- The company, on the basis of change in net income from the same quarter one year ago, has significantly underperformed against the S&P 500 and did not exceed that of the Biotechnology industry. The net income has decreased by 3.2% when compared to the same quarter one year ago, dropping from -$1.59 million to -$1.64 million.
- Net operating cash flow has declined marginally to -$1.58 million or 0.18% when compared to the same quarter last year. In addition, when comparing the cash generation rate to the industry average, the firm's growth is significantly lower.
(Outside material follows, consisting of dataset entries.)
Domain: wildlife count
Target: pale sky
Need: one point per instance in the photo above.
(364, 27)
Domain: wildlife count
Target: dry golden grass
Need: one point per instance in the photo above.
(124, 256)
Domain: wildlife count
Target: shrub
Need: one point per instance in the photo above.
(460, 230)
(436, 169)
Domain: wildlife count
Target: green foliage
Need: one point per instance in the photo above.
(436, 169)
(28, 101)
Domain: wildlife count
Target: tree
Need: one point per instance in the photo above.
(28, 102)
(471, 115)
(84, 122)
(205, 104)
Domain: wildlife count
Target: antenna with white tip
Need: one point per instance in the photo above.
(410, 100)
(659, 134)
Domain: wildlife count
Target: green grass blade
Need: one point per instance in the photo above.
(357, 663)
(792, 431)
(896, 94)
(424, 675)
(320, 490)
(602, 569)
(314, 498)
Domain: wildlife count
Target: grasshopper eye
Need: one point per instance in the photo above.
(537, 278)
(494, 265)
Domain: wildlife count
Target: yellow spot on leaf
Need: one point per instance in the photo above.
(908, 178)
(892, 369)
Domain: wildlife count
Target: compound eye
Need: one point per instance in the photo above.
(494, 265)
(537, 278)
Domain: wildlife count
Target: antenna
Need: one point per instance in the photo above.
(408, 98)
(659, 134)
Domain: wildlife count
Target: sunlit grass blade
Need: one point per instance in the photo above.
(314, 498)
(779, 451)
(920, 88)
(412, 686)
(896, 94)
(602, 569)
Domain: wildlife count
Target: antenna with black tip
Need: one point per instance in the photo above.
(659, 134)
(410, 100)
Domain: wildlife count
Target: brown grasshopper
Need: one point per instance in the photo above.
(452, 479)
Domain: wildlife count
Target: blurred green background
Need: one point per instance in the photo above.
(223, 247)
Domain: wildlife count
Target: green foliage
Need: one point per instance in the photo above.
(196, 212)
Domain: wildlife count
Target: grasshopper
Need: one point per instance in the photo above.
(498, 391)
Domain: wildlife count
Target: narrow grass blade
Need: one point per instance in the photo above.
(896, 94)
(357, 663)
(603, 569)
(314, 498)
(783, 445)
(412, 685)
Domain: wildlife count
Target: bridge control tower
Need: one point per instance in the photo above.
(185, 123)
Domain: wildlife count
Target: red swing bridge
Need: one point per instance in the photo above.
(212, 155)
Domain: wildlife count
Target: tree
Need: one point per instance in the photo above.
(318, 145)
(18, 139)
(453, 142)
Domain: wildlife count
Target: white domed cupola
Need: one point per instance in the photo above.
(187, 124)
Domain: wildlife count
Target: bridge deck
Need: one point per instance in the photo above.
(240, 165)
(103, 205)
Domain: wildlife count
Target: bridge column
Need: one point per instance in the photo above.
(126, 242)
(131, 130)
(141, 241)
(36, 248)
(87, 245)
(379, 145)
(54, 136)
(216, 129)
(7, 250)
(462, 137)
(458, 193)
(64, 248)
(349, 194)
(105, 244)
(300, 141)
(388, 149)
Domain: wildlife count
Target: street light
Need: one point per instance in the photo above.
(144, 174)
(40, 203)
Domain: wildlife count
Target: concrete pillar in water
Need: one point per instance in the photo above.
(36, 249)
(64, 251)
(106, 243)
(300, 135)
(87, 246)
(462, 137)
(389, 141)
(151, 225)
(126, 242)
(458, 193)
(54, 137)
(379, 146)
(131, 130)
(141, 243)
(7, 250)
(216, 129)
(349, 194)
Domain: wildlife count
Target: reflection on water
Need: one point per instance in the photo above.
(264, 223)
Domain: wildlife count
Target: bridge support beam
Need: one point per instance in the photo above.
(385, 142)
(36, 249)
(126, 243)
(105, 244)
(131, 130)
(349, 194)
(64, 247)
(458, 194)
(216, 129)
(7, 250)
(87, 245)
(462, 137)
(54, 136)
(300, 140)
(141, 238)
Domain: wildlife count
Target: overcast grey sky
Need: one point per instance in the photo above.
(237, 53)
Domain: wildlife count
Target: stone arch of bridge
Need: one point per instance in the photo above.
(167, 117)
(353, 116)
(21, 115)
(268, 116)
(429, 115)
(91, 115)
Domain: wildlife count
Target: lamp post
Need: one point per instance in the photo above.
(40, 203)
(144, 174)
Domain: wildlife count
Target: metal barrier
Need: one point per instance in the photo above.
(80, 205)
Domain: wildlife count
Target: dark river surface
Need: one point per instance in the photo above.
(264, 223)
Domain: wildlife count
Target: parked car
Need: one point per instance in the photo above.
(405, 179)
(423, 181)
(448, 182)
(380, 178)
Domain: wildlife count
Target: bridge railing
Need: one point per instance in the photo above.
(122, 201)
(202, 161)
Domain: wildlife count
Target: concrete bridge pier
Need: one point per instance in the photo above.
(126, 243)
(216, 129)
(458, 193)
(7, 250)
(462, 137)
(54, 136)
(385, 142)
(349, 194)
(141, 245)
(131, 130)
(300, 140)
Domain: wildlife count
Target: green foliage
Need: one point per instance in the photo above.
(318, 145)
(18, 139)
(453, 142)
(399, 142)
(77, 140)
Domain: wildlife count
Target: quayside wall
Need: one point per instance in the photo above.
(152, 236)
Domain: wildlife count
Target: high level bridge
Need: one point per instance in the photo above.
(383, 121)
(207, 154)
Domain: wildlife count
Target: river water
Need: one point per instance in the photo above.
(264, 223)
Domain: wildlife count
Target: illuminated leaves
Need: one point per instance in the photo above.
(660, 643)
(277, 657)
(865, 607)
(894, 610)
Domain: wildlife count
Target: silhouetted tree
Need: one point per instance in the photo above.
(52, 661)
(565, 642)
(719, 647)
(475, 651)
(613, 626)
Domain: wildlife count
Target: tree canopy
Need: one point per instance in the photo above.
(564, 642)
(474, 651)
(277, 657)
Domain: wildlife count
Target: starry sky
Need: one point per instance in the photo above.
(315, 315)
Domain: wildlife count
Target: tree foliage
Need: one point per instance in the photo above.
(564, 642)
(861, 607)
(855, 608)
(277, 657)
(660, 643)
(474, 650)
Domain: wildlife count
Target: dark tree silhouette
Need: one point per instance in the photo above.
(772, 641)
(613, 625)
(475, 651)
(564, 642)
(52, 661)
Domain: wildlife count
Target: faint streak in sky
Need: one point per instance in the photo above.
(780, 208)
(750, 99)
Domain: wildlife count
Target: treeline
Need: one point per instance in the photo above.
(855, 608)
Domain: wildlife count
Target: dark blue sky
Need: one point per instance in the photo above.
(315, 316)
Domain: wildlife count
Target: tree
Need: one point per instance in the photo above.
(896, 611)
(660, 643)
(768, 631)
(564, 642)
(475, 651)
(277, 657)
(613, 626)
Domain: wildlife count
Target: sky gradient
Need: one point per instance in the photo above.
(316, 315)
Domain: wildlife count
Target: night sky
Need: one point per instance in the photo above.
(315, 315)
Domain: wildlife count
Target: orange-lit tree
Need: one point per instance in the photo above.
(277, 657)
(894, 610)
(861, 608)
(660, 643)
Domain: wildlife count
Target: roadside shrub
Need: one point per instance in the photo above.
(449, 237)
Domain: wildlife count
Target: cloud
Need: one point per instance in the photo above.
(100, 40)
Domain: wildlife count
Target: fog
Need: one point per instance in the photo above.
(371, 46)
- OGEN's stock share price has done very poorly compared to where it was a year ago: Despite any rallies, the net result is that it is down by 32.21%, which is also worse that the performance of the S&P 500 Index. Investors have so far failed to pay much attention to the earnings improvements the company has managed to achieve over the last quarter. Naturally, the overall market trend is bound to be a significant factor. However, in one sense, the stock's sharp decline last year is a positive for future investors, making it cheaper (in proportion to its earnings over the past year) than most other stocks in its industry. But due to other concerns, we feel the stock is still not a good buy right now.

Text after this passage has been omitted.